One year ago, we presented the first interim analysis of the study which showed that the addition of daratumumab to BCD substantially improved the complete hematologic response rates and was 53% for dara-BCD versus 18% for BCD alone.
This year, after an additional 9 months of follow-up, the complete hematologic response rate has improved further for dara-BCD arm to 59% versus 19% for the BCD arm.
An important observation is also that this substantial improvement in complete hematologic response rate was consistent across several different subgroups of patients, such as patients with more advanced cardiac disease or patients with t(11;14) translocation.
Importantly, at 6 months, there was a doubling of the organ response rates concerning cardiac responses and renal responses. With the additional follow-up in that 12 months landmark, we saw that the cardiac response rates further improved and increased from 42% to 57% in the dara-BCD arm.

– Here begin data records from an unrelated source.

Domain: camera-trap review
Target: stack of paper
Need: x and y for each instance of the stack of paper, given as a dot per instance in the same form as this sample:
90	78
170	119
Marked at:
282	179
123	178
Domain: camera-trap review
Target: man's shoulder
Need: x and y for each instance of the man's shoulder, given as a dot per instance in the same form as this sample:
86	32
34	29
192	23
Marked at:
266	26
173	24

We have a fairly significant improvement in cardiac response rates. These were also improved in the BCD arm from 22 to 28%, but it was smaller. This increase was smaller. Also, renal responses at 6 and 12 months were doubled with the addition of daratumumab to BCD.

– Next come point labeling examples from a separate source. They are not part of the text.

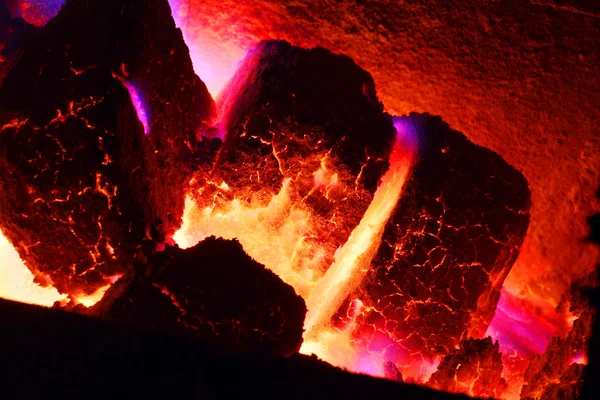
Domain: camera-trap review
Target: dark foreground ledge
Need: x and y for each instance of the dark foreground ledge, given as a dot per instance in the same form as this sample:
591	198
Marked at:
50	353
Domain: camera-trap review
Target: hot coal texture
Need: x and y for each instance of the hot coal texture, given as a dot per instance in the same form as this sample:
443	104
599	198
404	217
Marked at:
309	116
474	368
70	354
557	374
213	292
446	250
82	184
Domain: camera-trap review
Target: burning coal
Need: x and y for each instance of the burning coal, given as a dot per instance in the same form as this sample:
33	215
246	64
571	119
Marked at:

Overall, we were very happy to see that this combination of BCD with daratumumab substantially improved the two major endpoints of outcomes of our patients, meaning complete hematologic response rates and vital organ responses.
What are the possible real-world applications of these findings in clinical practice?

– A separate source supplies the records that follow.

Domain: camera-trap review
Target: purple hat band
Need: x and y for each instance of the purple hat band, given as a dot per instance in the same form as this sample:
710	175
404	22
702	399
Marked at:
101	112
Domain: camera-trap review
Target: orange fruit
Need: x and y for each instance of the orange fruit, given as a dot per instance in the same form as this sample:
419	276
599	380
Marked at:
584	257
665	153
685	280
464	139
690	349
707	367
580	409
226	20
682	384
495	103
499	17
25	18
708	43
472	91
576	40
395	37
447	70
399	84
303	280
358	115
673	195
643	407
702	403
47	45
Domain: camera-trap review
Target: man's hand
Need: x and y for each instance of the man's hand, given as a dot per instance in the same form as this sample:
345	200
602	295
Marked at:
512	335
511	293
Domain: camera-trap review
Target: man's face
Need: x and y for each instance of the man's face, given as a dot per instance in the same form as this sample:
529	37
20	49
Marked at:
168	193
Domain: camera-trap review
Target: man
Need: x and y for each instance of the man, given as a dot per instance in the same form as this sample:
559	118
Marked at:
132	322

The combination of daratumumab with BCD became the first therapy that has been officially approved for the treatment of patients with AL amyloidosis. This is a very important step forward for the treatment of this disease and for the treatment of our patients with AL amyloidosis.
It is very important that we can achieve so high complete hematologic response rates with this therapy, which is applicable to most of our patients with AL amyloidosis. It is also important that the toxicity of this combination is manageable. We didn't see any additional or new toxicities associated with the addition of daratumumab in patients with newly diagnosed AL amyloidosis or in combination with the BCD.
Also, this therapy substantially improved organ response rates. This is very important, given that for many therapies, we will not be able to see significant improvement in the organ response rate. Now, we have a treatment that importantly improves cardiac function and also renal responses.
Do you and your coinvestigators intend to expand on this research?
The ANDROMEDA study is an ongoing study, so many patients that still receive maintenance with daratumumab. We need to further evaluate the additional responses in complete hematologic response rates and organ responses with the completion of full maintenance.
Further, we need to evaluate whether this therapy has further improved depth of response by evaluating the rates of minimal residual disease negativity. The very positive results that we have seen also are important to build new regiments and new combinations in the future based on daratumumab, which is very effective in this disease and has also shown very favorable safety profile.
Is there anything else pertaining to your research and findings that you would like to add?
Since we finally have an approved therapy for AL amyloidosis, we can expect that we can improve the outcomes of our patients with AL amyloidosis across all stages of the disease. We have also studies running in patients with more advanced cardiac disease such as those with stage 3B disease based on daratumumab, which we'll present in the EHA 2020.
I think in the near future we will be able to build on combinations that may be not requiring bortezomib or chemotherapy, be safer and more effective. The ANDROMEDA study is a large study and will also provide us with a lot of data about this disease and how to best manage our patients with AL amyloidosis.